It’s been a long time since politics has excited quite so much passion as it seems to do these days. For the last few years, politics has largely been characterized by widespread voter apathy. Not today.
The Brexit debate, the rise of insurgent parties, the US elections. All of them have unleashed passion on all sides of the arguments. This is to be welcomed. There is nothing that undermines our democracies more than a voter base that believes itself utterly detached from the political establishment. Insurgent parties have changed that over the last five years. For this, at least, they should be thanked. As a recent article points out:
“Since we’re all affected by politics, if we choose not to be involved in creating the conditions of our own lives this reduces us to what [Simone] de Beauvoir called ‘absurd vegetation’.”
“Since we’re all affected by politics, if we choose not to be involved in creating the conditions of our own lives this reduces us to what [Simone] de Beauvoir called ‘absurd vegetation’.”
Which is why I have very little sympathy for people who declare themselves (or at least pretend to be) ‘apolitical’.

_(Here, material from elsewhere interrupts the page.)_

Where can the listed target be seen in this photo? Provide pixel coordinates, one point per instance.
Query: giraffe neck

The flipside of political passion is political polarization. People form groupings that share views and close their minds to the arguments and positions expressed by ‘the other side’. We have seen this maybe most markedly in the US. When President Obama was elected, those on the Republican side were determined that he should fail and did everything in their power to derail his programme. The same is now happening with President Trump. ‘Progressives’ have mobilized and are determined to find ways to frustrate his intentions. Both sides are behaving in exactly the same way. Yet each is convinced of the righteousness of their ways.

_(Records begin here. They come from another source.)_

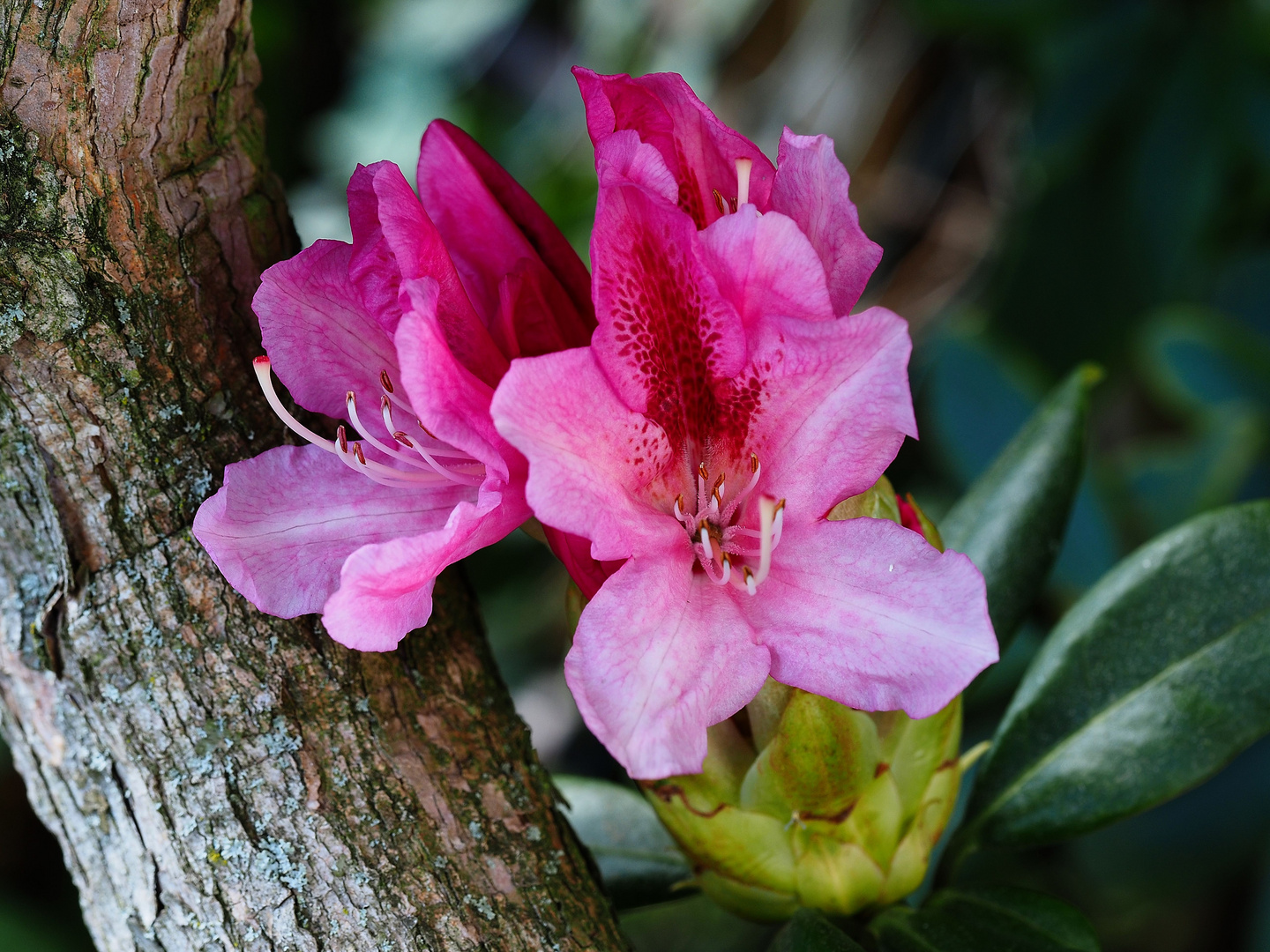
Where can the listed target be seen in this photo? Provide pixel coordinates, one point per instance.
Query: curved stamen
(743, 167)
(467, 479)
(351, 404)
(263, 368)
(378, 472)
(767, 510)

Jonathan Haidt in The Righteous Mind explains that once people bind themselves into groups that share a common perspective, they become unable to see that any legitimacy in other perspectives. When their man or woman makes a rousing speech, he or she is a great orator. When their opponent does the same, he or she is a populist demagogue.
Polarization is, maybe, the price to be paid for passion and political involvement. Is this better or worse than widespread apathy?